When his "people" came to him all upset that people in India were pirating his records his response was (paraphrasing):
"You idiots, book me. If they're not paying for what we're trying to sell they're at least demonstrating a demand for what we can sell that they can't pirate."
He has a long, personal history of being the good anti-Metallica.
KFG
You are all complete idiots and do not know how MP3 compression works. I cannot belive this trash got modded up.
You in particular have just mixed up HZ and KHZ and injected more bullshit like "It essentially tries to fit a curve to the master waveform".
Perceptual encoding is much more complicated than that.
It actually performs an FFT analysis and split the sound up into it's component sine waves.
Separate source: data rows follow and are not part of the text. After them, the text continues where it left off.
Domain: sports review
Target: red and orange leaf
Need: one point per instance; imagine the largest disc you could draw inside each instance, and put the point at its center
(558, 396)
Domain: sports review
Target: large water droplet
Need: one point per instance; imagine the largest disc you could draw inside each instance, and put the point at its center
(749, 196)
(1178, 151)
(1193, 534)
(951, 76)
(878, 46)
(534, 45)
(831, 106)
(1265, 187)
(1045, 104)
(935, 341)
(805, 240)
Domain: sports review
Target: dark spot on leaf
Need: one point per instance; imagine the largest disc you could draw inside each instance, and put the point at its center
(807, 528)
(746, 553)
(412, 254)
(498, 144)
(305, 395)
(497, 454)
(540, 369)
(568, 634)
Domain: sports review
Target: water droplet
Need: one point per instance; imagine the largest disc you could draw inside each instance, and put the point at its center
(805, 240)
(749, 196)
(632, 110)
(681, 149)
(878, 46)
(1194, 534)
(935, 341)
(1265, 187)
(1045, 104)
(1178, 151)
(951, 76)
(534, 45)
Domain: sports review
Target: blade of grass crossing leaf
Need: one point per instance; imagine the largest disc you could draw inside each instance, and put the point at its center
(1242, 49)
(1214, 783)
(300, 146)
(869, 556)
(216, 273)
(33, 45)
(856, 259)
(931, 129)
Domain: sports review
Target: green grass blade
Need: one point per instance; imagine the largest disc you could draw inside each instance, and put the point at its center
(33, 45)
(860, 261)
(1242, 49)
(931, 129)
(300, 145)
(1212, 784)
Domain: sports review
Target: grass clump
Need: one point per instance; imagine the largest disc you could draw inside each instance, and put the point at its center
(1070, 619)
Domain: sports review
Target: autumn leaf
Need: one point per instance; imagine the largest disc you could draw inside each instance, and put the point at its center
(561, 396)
Then, two methods are used to discard data.
Both known as perceptual masking. The first method deals with frequency masking, the second with time.
Human auditory perception cannot hear a quiet frequency when there is a louder one within a few hz of it.
So, you can discard all of them.
Humans cannot hear a quiet sound when a louder one immediately follows it. (Think of a bass drum, you do not hear the squeak of the pedal just before the beater hits.)
So you can discard all those too.
The watery effect of heavy MP3 compression is from too many transients being discarded by the second method, so the transients appear spread over time. The thin lack of depth is due to too many frequencies being discarded.
"the net result of a sound around 701.5 Hz coming in and out every 1/3rd of a second. It would basically sound like 3 beeps a second, though more like a siren than a beep. If the waves were at different amplitudes, the same phenomenon would still exist but there would not be complete silence during the destructive phases."
This is crap. The cancellation has ALREADY HAPPENED when the waveforms were mixed before you do the MP3 compression. So you just need to compress the result, not the individual tones.
Also, it will sound like an amplitude tremelo, not a siren which would imply pitch modulation.